CHICAGO -- Results of the third American Greetings Research Council project, titled "Winning the Battle of Consumer Perceptions," indicate that supermarkets can regain the nonfood ground being lost to mass merchandisers and other alternative formats.
Results of the two-year study were released here May 5 during the Food Marketing Institute's Annual Convention. Its goal, as was the case with the previous two studies executed by the research council for the FMI, is to develop effective strategies that supermarkets can implement to stem the flow of nonfood sales to alternative trade channels.
This study, which was facilitated by Allen Levis Organization here and conducted by Willard Bishop Consulting, Barrington, Ill., explored ways to change consumer preferences and shopping habits by targeting nonfood categories. In doing so, the study examined why shoppers are buying nonfood in various retail formats.
Not surprisingly, the council found that supermarkets are losing share points in the $148 billion nonfood industry. This is in spite of important strengths supermarkets possess, such as high shopper frequency and a reputation for good customer service.
Each lost share point takes $500 million of gross profit from supermarkets, according to the research.
"Our research confirms that supermarkets can revitalize their share of the $148 billion general merchandise/health and beauty care retail market by leveraging their strengths of convenience, service and being a leader in offering new products," said Randy Mason, senior vice president and general sales manager at American Greetings, Cleveland. "Supermarkets must also understand and combat their weaknesses -- consumer perception that their prices are high and selection is low," he added.
Nonfood reached a watershed point nearly a year ago when mass merchandisers surpassed supermarkets as the preferred shopping channel by 46% of consumers, according to the study. Supermarkets held a share of 39%, down from 46% reported in 1995. The drug store share of nonfood purchases slipped slightly from 16% to 15% last year.
Motivated by these statistics, the council set out to see if it could reverse the share-erosion trend by changing consumer perceptions and shopping habits for nonfood.
"Altering consumer perceptions is a difficult assignment because mass merchandisers have been effective in communicating their price and variety message," said Bill Haraldson, executive vice president and chief operating officer of Rosauers Supermarkets, Spokane, Wash.
Four nonfood categories were selected to test in the eight council members' stores -- batteries, vitamins, hair coloring and lightbulbs. These categories were chosen because they are either under siege by mass merchandisers or present untapped growth opportunities for supermarkets.

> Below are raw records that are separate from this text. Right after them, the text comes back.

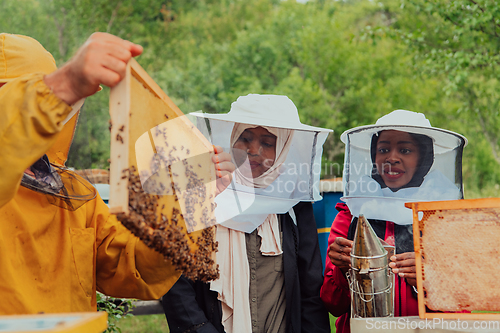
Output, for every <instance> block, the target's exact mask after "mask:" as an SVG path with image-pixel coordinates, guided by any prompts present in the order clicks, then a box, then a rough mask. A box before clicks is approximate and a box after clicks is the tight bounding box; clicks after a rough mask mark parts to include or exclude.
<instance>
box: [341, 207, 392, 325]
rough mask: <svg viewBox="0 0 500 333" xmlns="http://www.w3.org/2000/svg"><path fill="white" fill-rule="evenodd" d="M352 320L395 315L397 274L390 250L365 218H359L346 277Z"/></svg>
mask: <svg viewBox="0 0 500 333" xmlns="http://www.w3.org/2000/svg"><path fill="white" fill-rule="evenodd" d="M347 278H348V280H349V287H350V290H351V315H352V316H353V317H362V318H367V317H391V316H393V315H394V311H393V309H394V293H393V285H394V283H393V281H394V275H393V274H392V270H391V269H390V268H389V259H388V257H387V251H386V249H385V248H384V246H383V245H382V243H381V242H380V240H379V238H378V237H377V235H376V234H375V232H374V231H373V229H372V227H371V226H370V223H369V222H368V221H367V220H366V218H365V217H364V216H363V215H359V218H358V225H357V226H356V232H355V234H354V243H353V247H352V250H351V268H350V269H349V272H348V274H347Z"/></svg>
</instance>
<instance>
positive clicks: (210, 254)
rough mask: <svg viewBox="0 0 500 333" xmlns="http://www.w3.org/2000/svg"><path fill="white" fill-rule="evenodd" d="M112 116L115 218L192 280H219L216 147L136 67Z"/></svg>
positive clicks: (113, 100) (146, 74)
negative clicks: (215, 170) (215, 192)
mask: <svg viewBox="0 0 500 333" xmlns="http://www.w3.org/2000/svg"><path fill="white" fill-rule="evenodd" d="M110 115H111V163H110V198H109V206H110V211H111V213H113V214H116V215H117V217H118V219H119V220H120V221H121V222H122V223H123V224H124V225H125V227H127V228H128V229H129V230H131V231H132V232H133V233H134V234H135V235H136V236H138V237H139V238H140V239H141V240H142V241H144V243H145V244H146V245H148V246H149V247H151V248H153V249H155V250H157V251H159V252H160V253H162V254H164V255H165V257H166V258H168V259H170V260H172V263H173V264H174V265H175V266H176V267H177V269H179V270H180V271H182V272H183V274H184V275H186V276H187V277H190V278H193V279H201V280H205V281H206V280H210V279H213V278H215V277H216V276H217V270H216V267H215V265H214V260H213V259H214V251H215V241H214V228H213V225H214V224H215V218H214V215H213V210H214V207H215V205H214V202H213V200H214V196H215V168H214V165H213V163H212V161H211V157H212V155H213V147H212V145H211V144H210V143H209V142H208V141H207V140H206V139H205V137H204V136H203V135H202V134H201V133H200V132H199V131H198V130H197V129H196V128H195V126H194V125H193V124H192V123H191V122H190V121H189V120H188V119H187V118H186V117H185V116H184V114H183V113H182V112H181V111H180V110H179V108H178V107H177V106H176V105H175V104H174V103H173V102H172V101H171V100H170V98H169V97H168V96H167V95H166V94H165V93H164V92H163V91H162V90H161V89H160V87H159V86H158V85H157V84H156V83H155V82H154V81H153V79H152V78H151V77H150V76H149V75H148V74H147V73H146V72H145V71H144V69H143V68H142V67H141V66H140V65H139V64H138V63H137V62H136V61H135V60H134V59H132V60H131V61H130V62H129V64H128V65H127V74H126V77H125V78H124V79H123V80H122V81H121V82H120V83H119V84H118V85H117V86H116V87H114V88H113V89H111V95H110Z"/></svg>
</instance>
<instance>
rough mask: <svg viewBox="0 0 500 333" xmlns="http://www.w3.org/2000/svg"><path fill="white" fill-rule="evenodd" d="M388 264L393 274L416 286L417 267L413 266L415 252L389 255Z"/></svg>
mask: <svg viewBox="0 0 500 333" xmlns="http://www.w3.org/2000/svg"><path fill="white" fill-rule="evenodd" d="M389 266H390V267H391V268H392V272H393V273H394V274H398V275H399V276H400V277H402V278H405V279H406V282H408V284H409V285H411V286H414V287H416V286H417V267H416V266H415V252H405V253H400V254H396V255H394V256H392V257H391V263H389Z"/></svg>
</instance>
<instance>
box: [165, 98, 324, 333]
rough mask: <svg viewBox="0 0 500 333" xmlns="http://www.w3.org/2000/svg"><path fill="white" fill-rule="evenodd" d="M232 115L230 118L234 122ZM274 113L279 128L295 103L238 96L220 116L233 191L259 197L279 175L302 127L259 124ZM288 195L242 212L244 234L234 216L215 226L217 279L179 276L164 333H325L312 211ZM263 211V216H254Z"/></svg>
mask: <svg viewBox="0 0 500 333" xmlns="http://www.w3.org/2000/svg"><path fill="white" fill-rule="evenodd" d="M235 110H237V111H238V116H234V114H235V112H234V111H235ZM280 113H281V114H283V113H285V115H284V116H283V118H282V119H283V121H282V123H285V124H286V120H287V119H290V118H291V117H293V118H296V119H298V111H297V109H296V108H295V105H293V103H292V102H291V101H290V100H289V99H288V98H287V97H286V96H274V95H248V96H242V97H240V98H238V100H237V101H236V102H234V103H233V105H232V106H231V112H230V113H229V114H228V115H229V116H231V117H232V118H231V121H233V122H234V125H233V126H232V128H231V132H230V138H228V141H229V144H230V149H231V152H232V158H233V162H234V163H235V165H236V170H235V172H234V174H233V179H234V182H235V183H236V184H235V185H236V186H235V188H236V189H240V188H242V187H247V188H249V189H254V190H255V192H256V193H257V192H258V193H261V192H259V191H261V190H265V189H269V188H270V187H271V185H273V184H275V183H276V182H277V181H278V180H279V179H280V176H282V175H284V174H283V173H284V172H285V171H286V169H287V165H286V164H287V163H286V161H287V160H288V157H289V156H290V154H291V153H292V151H293V149H294V143H293V142H294V138H295V136H296V131H297V130H304V128H306V125H302V124H300V123H299V126H297V127H299V129H298V128H297V127H291V126H290V127H280V126H279V125H278V122H276V123H275V124H273V125H276V126H269V123H267V124H266V123H265V122H266V119H270V118H273V117H276V115H277V114H280ZM221 116H222V115H221ZM278 118H279V117H278ZM300 126H303V127H300ZM212 128H213V127H212ZM308 129H310V128H309V127H308ZM321 130H322V129H321ZM311 137H314V136H313V135H312V136H311ZM325 138H326V135H325ZM320 144H322V142H321V143H320ZM310 156H311V154H309V161H308V162H309V163H310V161H311V159H310ZM243 190H244V189H243ZM290 196H291V193H279V195H278V196H275V197H273V196H270V195H268V196H260V197H259V195H257V197H258V198H257V199H258V200H261V201H263V202H266V201H268V202H269V204H268V207H266V208H265V210H261V211H258V208H256V209H253V208H252V207H250V208H249V211H246V212H245V213H246V215H245V216H246V219H247V220H253V222H254V223H253V224H252V225H253V226H254V227H251V228H249V229H246V230H247V231H246V232H245V231H242V228H239V227H238V223H239V222H238V221H237V219H236V217H237V216H235V217H234V218H235V219H236V220H232V219H231V220H230V221H224V223H223V224H222V225H217V233H216V239H217V241H218V252H217V254H216V259H217V260H216V261H217V263H218V265H219V270H220V278H219V279H217V280H215V281H212V282H211V283H210V284H209V285H208V284H201V283H199V282H192V281H186V280H185V279H184V278H183V277H181V280H179V282H178V283H177V284H176V285H174V287H173V288H172V289H171V290H170V291H169V293H167V294H166V295H165V296H164V299H163V306H164V309H165V314H166V316H167V320H168V322H169V327H170V330H171V332H172V333H174V332H183V330H186V329H191V331H192V332H227V333H230V332H234V333H237V332H238V333H239V332H273V333H285V332H291V331H296V332H300V331H302V330H304V329H310V330H311V331H314V332H324V333H326V332H330V326H329V320H328V316H327V314H326V310H325V308H324V305H323V303H322V302H321V299H320V298H319V289H320V287H321V282H322V274H321V271H322V264H321V256H320V252H319V247H318V238H317V229H316V223H315V220H314V215H313V210H312V205H311V202H299V200H290V199H289V198H290ZM220 197H222V198H224V197H223V196H220ZM258 200H257V201H258ZM278 201H281V202H282V204H281V208H279V209H278V208H276V209H275V211H274V212H272V203H274V202H278ZM228 202H229V201H227V200H219V201H217V209H222V210H224V209H226V208H228V207H227V205H228ZM283 203H284V204H283ZM283 205H284V206H283ZM285 206H286V207H285ZM259 207H261V206H259ZM283 207H285V208H283ZM283 210H284V211H283ZM263 211H266V212H269V213H266V214H262V212H263ZM286 212H288V213H286ZM252 213H253V214H252ZM188 300H189V301H188ZM214 309H215V310H214ZM198 329H199V330H198Z"/></svg>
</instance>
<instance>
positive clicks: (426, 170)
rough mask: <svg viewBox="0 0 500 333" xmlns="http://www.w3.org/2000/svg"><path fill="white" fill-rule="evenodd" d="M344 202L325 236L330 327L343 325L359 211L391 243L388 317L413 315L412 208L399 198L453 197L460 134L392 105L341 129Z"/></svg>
mask: <svg viewBox="0 0 500 333" xmlns="http://www.w3.org/2000/svg"><path fill="white" fill-rule="evenodd" d="M341 140H342V141H343V142H344V143H346V157H345V166H344V177H343V178H344V182H345V184H346V185H345V186H344V197H343V198H342V200H343V201H345V203H338V204H337V206H336V208H337V210H338V211H339V213H338V214H337V216H336V217H335V220H334V221H333V223H332V227H331V231H330V236H329V238H328V259H327V260H326V267H325V274H324V282H323V286H322V288H321V298H322V300H323V301H324V302H325V305H326V306H327V308H328V310H329V311H330V312H331V313H332V314H333V315H334V316H336V317H339V318H338V319H337V321H336V328H337V332H339V333H346V332H349V331H350V310H351V298H350V292H349V285H348V282H347V279H346V276H345V274H346V272H347V271H348V269H349V265H350V260H351V259H350V252H351V249H352V239H353V237H354V232H355V229H356V224H357V218H358V216H359V215H360V214H363V215H364V216H365V217H366V218H367V219H368V221H369V222H370V225H371V226H372V228H373V230H374V231H375V233H376V234H377V236H378V237H379V238H381V239H383V240H384V241H386V242H387V243H389V245H392V246H395V249H396V254H395V255H394V256H392V257H391V261H392V262H391V263H390V264H389V265H390V267H391V268H392V269H393V272H394V273H395V276H396V278H395V285H394V291H395V302H394V316H396V317H398V316H415V315H418V303H417V297H416V292H415V288H414V287H415V286H416V267H415V252H414V247H413V229H412V225H411V223H412V221H413V219H412V217H413V216H412V212H411V210H409V209H408V208H405V206H404V204H405V202H409V201H425V200H456V199H461V198H463V195H462V178H461V176H462V173H461V163H462V160H461V158H462V150H463V147H464V146H465V144H466V143H467V140H466V139H465V137H463V136H461V135H459V134H457V133H454V132H451V131H448V130H444V129H440V128H435V127H432V126H431V124H430V122H429V120H427V119H426V118H425V115H423V114H421V113H416V112H411V111H406V110H396V111H393V112H391V113H389V114H388V115H385V116H383V117H381V118H380V119H379V120H377V122H376V124H374V125H366V126H360V127H356V128H353V129H350V130H348V131H346V132H344V133H343V134H342V136H341Z"/></svg>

Chains participating as test sites for the project included: Martin's Super Markets, South Bend, Ind.; Randall Stores, Mitchell, S.D.; Rosauers Supermarkets, Spokane, Wash.; Overwaitea Food Group, Vancouver, British Columbia; Hannaford Bros., Scarborough, Maine; Minyard Food Stores, Coppell, Texas; Save Mart Supermarkets, Modesto, Calif.; and Copps Corp., Stevens Point, Wis. Tests were run in a total of 144 stores. Each category was tested in three chains at six stores each and six control stores each. In addition to the test stores, the research included pretest and follow-up interviews with nearly 4,000 consumers. Historically, nonfood categories sold at supermarkets have consisted of high-volume/high-margin products, Haraldson pointed out. Supermarkets have relied mostly on the convenience factor to drive nonfood consumer purchases.
However, today convenience is no longer enough to stem the ebb of shoppers away from supermarkets to mass merchandisers for their nonfood needs. Price and to a lesser extent variety are more powerful factors in the consumers' buying decisions, the study revealed.
"I don't think that I truly realized until we got into the study how strong that variety issue really was for the consumer," said Cecil Russell, vice president of marketing and merchandising at Save Mart.
Test results varied widely. Sales and profits increased in all but the vitamin category, which remained flat while profits tumbled 13.2%.
"This proved to be a tough category," said Bill Bell, vice president and chief operating officer at Randall. "Overall, price, variety and merchandising changes in test stores had little effect on [vitamin] sales and actually reduced category profits."
Yet, a strong communications program helped one retailer increase vitamin sales by 31.5% and profits by 30.3%, which proved that under the right circumstances supermarkets can develop even difficult nonfood categories.
The following are highlights of the in-store tests:
Batteries. Customers didn't notice the changes made to the battery offerings in test stores -- yet, average sales increased 21%. One retailer, who dropped prices by 15%, added stockkeeping units and conducted a very aggressive in-store communication and marketing campaign, saw a 65% sales jump.
Lightbulbs. Retailers discovered that deep price cuts are not required to boost lightbulb sales. Merchandising and customer education proved equally effective in driving sales.
Hair Coloring. This category could be a sleeping giant for supermarkets, according to council members. One retailer achieved 65.8% sales increases with a program of doubling both variety and space, slight price reductions and strong in-store communications.
"There is no question, the results of our research demonstrate that we can recapture sales through the process documented in our report," said Mike Henry, general manager of nonfood merchandising at Overwaitea Food Group.